Amazon.com Review
Lee Woodruff Reviews fathermothergod As co-author of the best-selling In an Instant, Lee Woodruff garnered critical acclaim for the compelling chronicle of her family’s journey to recovery following her husband Bob’s roadside bomb injury in Iraq. She recently published her second book, Perfectly Imperfect: A Life in Progress. Her first novel will be published in summer 2012. At present, Woodruff lives in Westchester County, New York, with her husband and four children.

Some of the most compelling memoirs make their marks because they allow us access to what we know is the ugly, dysfunctional side of being in a family, no matter how brightly scrubbed and polished its exterior might be.

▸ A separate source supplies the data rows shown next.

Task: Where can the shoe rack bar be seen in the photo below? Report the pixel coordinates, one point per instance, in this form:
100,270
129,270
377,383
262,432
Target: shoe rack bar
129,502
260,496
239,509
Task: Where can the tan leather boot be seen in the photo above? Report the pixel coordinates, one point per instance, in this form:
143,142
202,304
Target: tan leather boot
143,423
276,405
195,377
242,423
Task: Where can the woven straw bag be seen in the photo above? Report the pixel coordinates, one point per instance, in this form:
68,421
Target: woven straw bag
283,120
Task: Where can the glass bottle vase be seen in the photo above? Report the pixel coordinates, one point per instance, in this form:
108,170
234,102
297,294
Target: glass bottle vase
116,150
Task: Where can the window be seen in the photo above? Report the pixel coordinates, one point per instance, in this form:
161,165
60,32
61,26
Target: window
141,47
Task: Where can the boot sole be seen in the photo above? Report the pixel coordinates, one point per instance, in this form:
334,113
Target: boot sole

So when someone you know writes a memoir, there is an extra dimension of interest (full disclosure, Greenhouse is a friend). Not only do you become privy to information they might not share in a prison cell, but it’s a personal invitation to look inside someone’s psyche and under the beds where all the dirty laundry and family secrets are whispering.

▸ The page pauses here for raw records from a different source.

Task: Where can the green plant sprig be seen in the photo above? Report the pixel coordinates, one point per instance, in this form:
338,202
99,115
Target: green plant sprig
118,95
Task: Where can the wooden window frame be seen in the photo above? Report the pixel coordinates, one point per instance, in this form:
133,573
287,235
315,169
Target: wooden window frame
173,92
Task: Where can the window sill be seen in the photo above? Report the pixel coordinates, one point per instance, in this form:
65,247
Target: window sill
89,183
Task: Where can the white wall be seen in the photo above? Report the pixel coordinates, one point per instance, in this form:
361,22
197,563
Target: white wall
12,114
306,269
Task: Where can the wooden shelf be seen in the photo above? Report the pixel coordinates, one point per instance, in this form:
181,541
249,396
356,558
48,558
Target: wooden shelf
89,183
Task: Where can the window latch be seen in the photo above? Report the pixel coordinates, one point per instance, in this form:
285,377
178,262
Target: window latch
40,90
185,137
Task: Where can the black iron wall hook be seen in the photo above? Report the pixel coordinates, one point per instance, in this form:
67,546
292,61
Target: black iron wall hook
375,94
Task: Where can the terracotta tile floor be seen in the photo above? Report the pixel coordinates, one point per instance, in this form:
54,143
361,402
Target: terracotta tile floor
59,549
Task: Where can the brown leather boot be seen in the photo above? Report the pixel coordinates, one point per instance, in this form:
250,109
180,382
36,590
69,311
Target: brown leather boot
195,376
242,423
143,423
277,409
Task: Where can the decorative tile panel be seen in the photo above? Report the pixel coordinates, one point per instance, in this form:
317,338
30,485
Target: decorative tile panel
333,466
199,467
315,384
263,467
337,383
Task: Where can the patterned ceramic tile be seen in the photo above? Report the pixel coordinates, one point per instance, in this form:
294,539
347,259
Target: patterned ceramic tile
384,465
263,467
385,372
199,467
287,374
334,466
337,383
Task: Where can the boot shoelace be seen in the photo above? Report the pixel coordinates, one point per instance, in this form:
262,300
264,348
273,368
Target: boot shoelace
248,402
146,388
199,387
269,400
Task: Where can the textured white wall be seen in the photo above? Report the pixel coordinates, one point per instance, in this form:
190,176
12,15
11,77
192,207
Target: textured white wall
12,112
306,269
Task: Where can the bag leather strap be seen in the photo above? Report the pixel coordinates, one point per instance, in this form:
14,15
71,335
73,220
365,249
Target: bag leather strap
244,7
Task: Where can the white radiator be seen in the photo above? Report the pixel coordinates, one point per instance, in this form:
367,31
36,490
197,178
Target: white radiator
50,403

Ten pages into Lucia Greenhouse’s fathermothergod, I knew that this book would deliver. It was much more than a person’s disillusionment with her religion; it was a soul-searching, sometimes jaw-dropping read about how dogmatic religion can splinter a family. And it is a beautifully written account of how one woman set out to heal after walking away from the wreckage of her childhood.
I knew very little about Christian Science, and in fact, more of the religion’s history that I wanted came later in the book. Other than the famous news items and a few horror stories I’d heard in childhood about people refusing to go to the hospital, in the sixties the Christian Scientist religion seemed to me to lurk semi-shamefully in the background, its interior rituals shrouded like today’s Scientology.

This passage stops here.